Lacey Mason, wtop.com
WASHINGTON - Usually, siblings meet each other on a birthday.
A baby is born and a big sister or brother is there to greet her. Some photos are taken, and while the new siblings may not be old enough to remember the specific event, it doesn't matter. Because by the time they're old enough, they can't remember a time without each other anyway.
But that's not always how it goes.
Sometimes, they meet at baggage claim at the Phoenix Sky Harbor International Airport.
Context would probably be helpful.
I grew up an only child to a single mother -- she never had any other children and that was fine by me. Though young, I vividly remember conversations about potential siblings with my mother. Mostly due to my fear of sharing.
"Mom, if you have another baby, will you love it more than me?" I'd ask.
"No, I'll love you the same," she replied.
When I asked that loaded question the answer I expected was "I will love you more."
She got it wrong. But, luckily, she didn't push her child-bearing luck and my fear of sharing was never realized.
But what I didn't know then was that I was actually the youngest of four -- and in a few years I'd be the second youngest of five.
As I grew up, I naturally asked questions about my father. Through my mother's vague, protective answers I knew he might have other spawn and easily accepted it. My mother did a masterful job of making the whole situation seem uninteresting.
But nobody anticipated one of those half-sibling spawns would come looking for me.
Fast forward to age 21. Without a (profound) care in the world, my life got shaken up when I received a message on Myspace (it was still cool then, give me a break).
"...I am your sister and would love to talk and get to know you (if you want). Please let me know if it is not you though so that I can keep looking for my sister. Thanks!"
Up until that point, and few times since, I'd only been rendered speechless once - and that was when Scar killed Mufasa.
Growing up without a father or siblings means your reality simply doesn't include them. It isn't traumatic. But this sudden message from a stranger challenged both realities. It meant it was time to face where I came from and who I was.
Strangely, it also meant facing who I might have been.
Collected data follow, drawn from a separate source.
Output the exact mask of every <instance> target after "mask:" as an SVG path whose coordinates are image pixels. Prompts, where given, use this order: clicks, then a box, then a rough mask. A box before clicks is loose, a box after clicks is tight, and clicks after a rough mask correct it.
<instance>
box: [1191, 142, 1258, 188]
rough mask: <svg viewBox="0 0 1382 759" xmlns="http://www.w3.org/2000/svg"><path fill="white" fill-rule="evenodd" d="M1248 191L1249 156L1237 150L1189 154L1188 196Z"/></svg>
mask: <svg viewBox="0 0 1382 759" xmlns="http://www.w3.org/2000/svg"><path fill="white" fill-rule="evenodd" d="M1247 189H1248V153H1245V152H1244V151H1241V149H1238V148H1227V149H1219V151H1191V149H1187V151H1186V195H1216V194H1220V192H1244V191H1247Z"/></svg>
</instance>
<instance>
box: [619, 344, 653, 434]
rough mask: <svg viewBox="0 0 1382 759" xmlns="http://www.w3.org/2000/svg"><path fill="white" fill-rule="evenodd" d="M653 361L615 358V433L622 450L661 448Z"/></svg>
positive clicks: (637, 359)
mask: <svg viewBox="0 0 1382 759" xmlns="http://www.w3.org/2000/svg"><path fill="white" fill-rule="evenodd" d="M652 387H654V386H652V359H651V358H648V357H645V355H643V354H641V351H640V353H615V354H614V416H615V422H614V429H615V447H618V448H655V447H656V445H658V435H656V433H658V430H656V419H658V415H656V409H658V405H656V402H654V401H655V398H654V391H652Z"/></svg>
Cassi is her name. Two years older than me she and her then husband moved from Nebraska to Arizona for warmer weather. They built an adobe-looking house in Maricopa and were working on finding their way.
The shock didn't end there. While I always had a hazy understanding there was a brother and sister out there, I didn't know I actually had three sisters and a brother.
The youngest was named *Jade -- which had almost been my name.
Figuring out where our relationship was going didn't take long. After a few exchanges she surprised me: She wanted to fly me out to Arizona.
Maybe it was weird to accept the offer from a relative stranger (no pun intended), but I didn't hesitate. So, about a year after that first message, I found myself in a Phoenix airport, searching for the girl in a picture.
And there she was. Unlike me, she had a cute little nose and flat eyelids. We both had dark hair, but our looks didn't share much else. Her husband was with her, but I couldn't help but look her over and hang on her every word, this girl who had blood like mine.
"I thought your hair would be curly," she said, remembering the pictures she'd seen of me.
"I straightened it," I replied, wondering if I'd already disappointed her but grateful for an easy conversation when we both knew words weren't possibly enough.
The three day visit was a blur. She wasn't feeling well when I came, but she didn't let it stop us. There was dinner at the Rainforest Cafe, drinking and the Montezuma Castle National Monument. Lots of questions were asked though there weren't as many answers. I found out I had my brother's chin (though I'd have preferred hers) and she'd named her childhood doll "Baby Lacey." She told me how excited and interested her mother was that we were finally meeting.